彦火火出見尊は、天孫瓊瓊杵尊の子で、兄の火酢降命から借りた釣り針を探しているときに、海神の宮に着き、そこで、豊玉姫と出会います。
私は、彦火火出見尊と豊玉姫命が出会ったのは、阿波ではないかと推理しているんですが・・・。
まとめ
延喜式内社「和多津美豊玉比賣神社」の候補地である神社の位置関係です。
王子神社と王子和多津美神社は、豊玉姫命を祭神としていますが、ともに王子権現と呼ばれていました。神紋も同じ橘紋ですから、二つの神社には何かしらの関係があると思います。
神社の名に冠された王子は、日本武尊の子の息長田別命(おきながたわけのみこと)ではなかいと思うのです。
「城跡記」の海部城(あまき)という城の項に「主将 長田別王子より世々国司の城也 今尼木という 当国府中也」と記されています。
石井の王子神社と国府の王子和多津美神社の間に「府中(こう)駅」があります。ここが、息長田別命の拠点の海部城のあったところだと思うのです。
海部城というくらいですから、海神の豊玉姫命を祀っているのは当然のことです。
海部城があったと思われるすぐ北の山麓には白鳥神社があり日本武尊が祀られています。白鳥神社は、第14代仲哀天皇が創建し、息長田別命が崇拝したと伝えられています。

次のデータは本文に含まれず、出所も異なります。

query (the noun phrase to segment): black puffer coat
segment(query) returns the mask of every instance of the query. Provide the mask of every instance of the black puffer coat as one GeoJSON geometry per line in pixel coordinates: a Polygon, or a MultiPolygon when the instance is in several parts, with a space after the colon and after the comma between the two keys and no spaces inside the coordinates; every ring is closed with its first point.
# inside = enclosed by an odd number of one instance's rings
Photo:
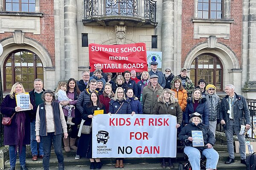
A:
{"type": "MultiPolygon", "coordinates": [[[[216,142],[214,137],[214,134],[210,130],[209,127],[203,123],[199,123],[196,126],[195,124],[190,123],[184,126],[180,133],[179,133],[179,139],[181,141],[185,141],[189,137],[192,136],[192,130],[200,130],[203,132],[204,136],[204,143],[205,146],[207,143],[209,143],[213,146],[216,142]]],[[[186,146],[192,146],[192,142],[190,142],[186,145],[186,146]]],[[[201,151],[204,149],[203,147],[195,147],[201,151]]]]}

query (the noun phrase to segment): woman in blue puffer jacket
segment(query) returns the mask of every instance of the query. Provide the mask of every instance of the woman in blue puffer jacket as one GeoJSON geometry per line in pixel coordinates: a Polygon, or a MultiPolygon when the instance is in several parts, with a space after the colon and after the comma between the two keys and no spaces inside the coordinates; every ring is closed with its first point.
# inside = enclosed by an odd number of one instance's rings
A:
{"type": "MultiPolygon", "coordinates": [[[[119,87],[116,88],[114,99],[111,99],[109,105],[109,114],[131,114],[131,109],[130,102],[126,100],[123,88],[119,87]]],[[[133,115],[133,114],[132,114],[133,115]]],[[[124,167],[123,158],[117,158],[115,167],[124,167]]]]}
{"type": "Polygon", "coordinates": [[[189,123],[191,114],[198,112],[202,115],[203,123],[209,126],[209,110],[205,98],[202,98],[202,92],[200,89],[194,90],[191,99],[188,99],[186,110],[184,113],[185,125],[189,123]]]}
{"type": "Polygon", "coordinates": [[[132,88],[128,89],[126,95],[128,97],[127,100],[130,102],[131,105],[132,112],[134,112],[136,114],[143,114],[141,103],[139,101],[138,98],[134,95],[133,89],[132,88]]]}

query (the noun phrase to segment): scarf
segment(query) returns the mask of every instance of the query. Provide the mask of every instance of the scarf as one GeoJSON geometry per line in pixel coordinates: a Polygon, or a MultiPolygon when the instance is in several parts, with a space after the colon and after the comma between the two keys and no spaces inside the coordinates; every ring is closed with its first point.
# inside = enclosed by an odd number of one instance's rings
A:
{"type": "Polygon", "coordinates": [[[143,89],[145,87],[146,87],[148,84],[148,83],[149,82],[149,79],[148,79],[146,81],[143,79],[141,80],[141,82],[143,83],[143,85],[141,86],[141,91],[140,92],[140,101],[141,103],[142,103],[142,94],[143,93],[143,89]]]}
{"type": "Polygon", "coordinates": [[[210,95],[209,94],[207,94],[206,95],[206,101],[207,101],[207,103],[208,104],[209,111],[210,110],[210,108],[212,108],[212,110],[216,110],[216,105],[215,105],[215,104],[216,101],[218,100],[217,96],[218,96],[216,94],[210,95]],[[212,102],[211,102],[211,99],[212,99],[212,102]]]}
{"type": "Polygon", "coordinates": [[[17,150],[18,147],[20,150],[19,154],[20,154],[22,151],[23,140],[25,138],[25,113],[21,111],[16,113],[16,123],[18,128],[18,144],[16,145],[15,149],[15,152],[17,150]]]}

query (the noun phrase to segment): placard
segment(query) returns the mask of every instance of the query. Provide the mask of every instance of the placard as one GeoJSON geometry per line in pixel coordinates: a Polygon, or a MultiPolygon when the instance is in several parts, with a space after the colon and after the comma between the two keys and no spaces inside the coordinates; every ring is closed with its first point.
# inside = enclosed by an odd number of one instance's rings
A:
{"type": "Polygon", "coordinates": [[[93,158],[175,158],[176,122],[170,115],[94,116],[93,158]]]}
{"type": "Polygon", "coordinates": [[[191,130],[192,138],[192,144],[193,147],[204,146],[203,132],[201,130],[191,130]]]}

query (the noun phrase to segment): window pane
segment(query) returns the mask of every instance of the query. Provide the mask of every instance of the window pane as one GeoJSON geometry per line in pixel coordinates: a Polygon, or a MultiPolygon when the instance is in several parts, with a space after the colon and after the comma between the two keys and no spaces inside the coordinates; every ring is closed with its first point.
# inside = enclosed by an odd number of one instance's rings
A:
{"type": "Polygon", "coordinates": [[[211,19],[216,19],[216,11],[211,11],[211,19]]]}
{"type": "Polygon", "coordinates": [[[34,82],[34,75],[29,75],[29,82],[34,82]]]}
{"type": "Polygon", "coordinates": [[[11,3],[6,3],[6,11],[12,11],[12,4],[11,3]]]}
{"type": "Polygon", "coordinates": [[[211,3],[211,10],[216,11],[217,10],[217,4],[215,3],[211,3]]]}
{"type": "Polygon", "coordinates": [[[21,75],[20,74],[15,75],[15,82],[21,82],[21,75]]]}
{"type": "Polygon", "coordinates": [[[35,4],[29,4],[29,12],[35,12],[35,4]]]}
{"type": "Polygon", "coordinates": [[[22,75],[21,76],[21,81],[23,82],[27,82],[28,81],[28,75],[22,75]]]}
{"type": "Polygon", "coordinates": [[[21,74],[28,74],[28,68],[21,68],[21,74]]]}
{"type": "Polygon", "coordinates": [[[198,18],[203,18],[203,11],[198,11],[198,18]]]}
{"type": "Polygon", "coordinates": [[[21,4],[21,11],[23,12],[28,12],[29,4],[27,3],[21,4]]]}
{"type": "Polygon", "coordinates": [[[198,3],[198,10],[203,10],[203,3],[198,3]]]}
{"type": "Polygon", "coordinates": [[[12,3],[12,11],[20,11],[20,6],[18,3],[12,3]]]}
{"type": "Polygon", "coordinates": [[[222,12],[217,12],[217,18],[221,19],[222,18],[222,12]]]}
{"type": "Polygon", "coordinates": [[[203,18],[208,19],[208,11],[204,11],[203,13],[203,18]]]}
{"type": "Polygon", "coordinates": [[[6,81],[12,82],[12,74],[7,74],[6,75],[6,81]]]}
{"type": "Polygon", "coordinates": [[[204,3],[203,5],[204,11],[208,11],[209,10],[209,5],[208,3],[204,3]]]}
{"type": "Polygon", "coordinates": [[[221,3],[218,3],[217,4],[217,11],[222,11],[221,3]]]}

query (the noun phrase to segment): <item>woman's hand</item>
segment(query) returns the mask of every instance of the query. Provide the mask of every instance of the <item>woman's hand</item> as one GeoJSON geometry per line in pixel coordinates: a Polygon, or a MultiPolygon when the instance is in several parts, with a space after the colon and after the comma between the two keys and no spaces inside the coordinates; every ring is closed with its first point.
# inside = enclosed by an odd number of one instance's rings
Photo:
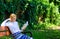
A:
{"type": "Polygon", "coordinates": [[[28,21],[23,25],[23,27],[21,28],[21,30],[24,31],[27,26],[28,26],[28,21]]]}

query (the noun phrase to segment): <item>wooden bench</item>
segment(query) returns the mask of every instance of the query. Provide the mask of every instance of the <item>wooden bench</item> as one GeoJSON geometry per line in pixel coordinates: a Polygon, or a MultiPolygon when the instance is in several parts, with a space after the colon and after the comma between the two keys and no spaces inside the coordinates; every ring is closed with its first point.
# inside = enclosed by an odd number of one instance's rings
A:
{"type": "Polygon", "coordinates": [[[11,32],[7,26],[0,26],[0,37],[1,36],[8,36],[11,32]]]}
{"type": "MultiPolygon", "coordinates": [[[[30,37],[32,37],[32,33],[30,31],[21,32],[23,34],[29,33],[30,37]]],[[[0,37],[1,36],[9,36],[11,34],[9,28],[7,26],[0,26],[0,37]]]]}

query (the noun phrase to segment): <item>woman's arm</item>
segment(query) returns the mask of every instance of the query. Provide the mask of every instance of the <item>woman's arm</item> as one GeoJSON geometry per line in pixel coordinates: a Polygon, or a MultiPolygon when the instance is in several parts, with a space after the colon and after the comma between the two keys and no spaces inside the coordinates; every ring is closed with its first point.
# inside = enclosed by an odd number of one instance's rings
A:
{"type": "Polygon", "coordinates": [[[5,23],[6,23],[8,20],[10,20],[10,18],[4,20],[4,21],[2,22],[2,24],[1,24],[1,26],[6,26],[5,23]]]}
{"type": "Polygon", "coordinates": [[[21,30],[24,31],[27,26],[28,26],[28,21],[23,25],[23,27],[21,28],[21,30]]]}

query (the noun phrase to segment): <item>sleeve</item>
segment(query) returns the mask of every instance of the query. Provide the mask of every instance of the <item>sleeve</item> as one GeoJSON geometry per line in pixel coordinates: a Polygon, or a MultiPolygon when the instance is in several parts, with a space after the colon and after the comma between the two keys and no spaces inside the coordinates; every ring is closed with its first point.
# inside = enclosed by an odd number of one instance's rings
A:
{"type": "Polygon", "coordinates": [[[4,21],[1,23],[1,26],[6,26],[5,24],[6,24],[6,22],[7,22],[8,20],[10,20],[10,18],[4,20],[4,21]]]}

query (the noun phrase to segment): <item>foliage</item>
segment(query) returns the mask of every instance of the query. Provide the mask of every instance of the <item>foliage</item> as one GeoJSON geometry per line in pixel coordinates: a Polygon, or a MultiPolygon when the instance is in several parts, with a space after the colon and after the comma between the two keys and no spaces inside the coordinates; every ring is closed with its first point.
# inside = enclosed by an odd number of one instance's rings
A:
{"type": "Polygon", "coordinates": [[[60,25],[59,3],[59,0],[0,0],[0,23],[15,13],[20,26],[29,21],[29,29],[60,25]]]}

また、「先代旧事本紀」には、日本武尊と弟橘媛の子として息長田別命の名が記されています。
弟橘媛・・・。橘・・・。あっ、神紋・・・。王子神社と王子和多津美神社の神紋は橘・・・これ、決まりじゃない?
ちなみに、第14代仲哀天皇も日本武尊の子です。つまり、息長田別命とは兄弟ということになります。
仲哀天皇の名は、足仲彦天皇(たらしなかつひこのすめらのみこと)で、皇后は、気長足姫尊(おきながたらしひめ)・・・。「おきなが」が共通しています。
もしかして、息長田別命も「たらし」がついていて、「おきながたらしわけのみこと」だったりして・・・。雨降神社の「たらし」・・・。
もしかすると、息長田別命が本拠地とした海部城の三方の海側にそれぞれ神社を建てて、海神豊玉姫命を祀って守護神とし、山側には、父である日本武尊を祀ったとすれば、なんだか辻褄があってきます。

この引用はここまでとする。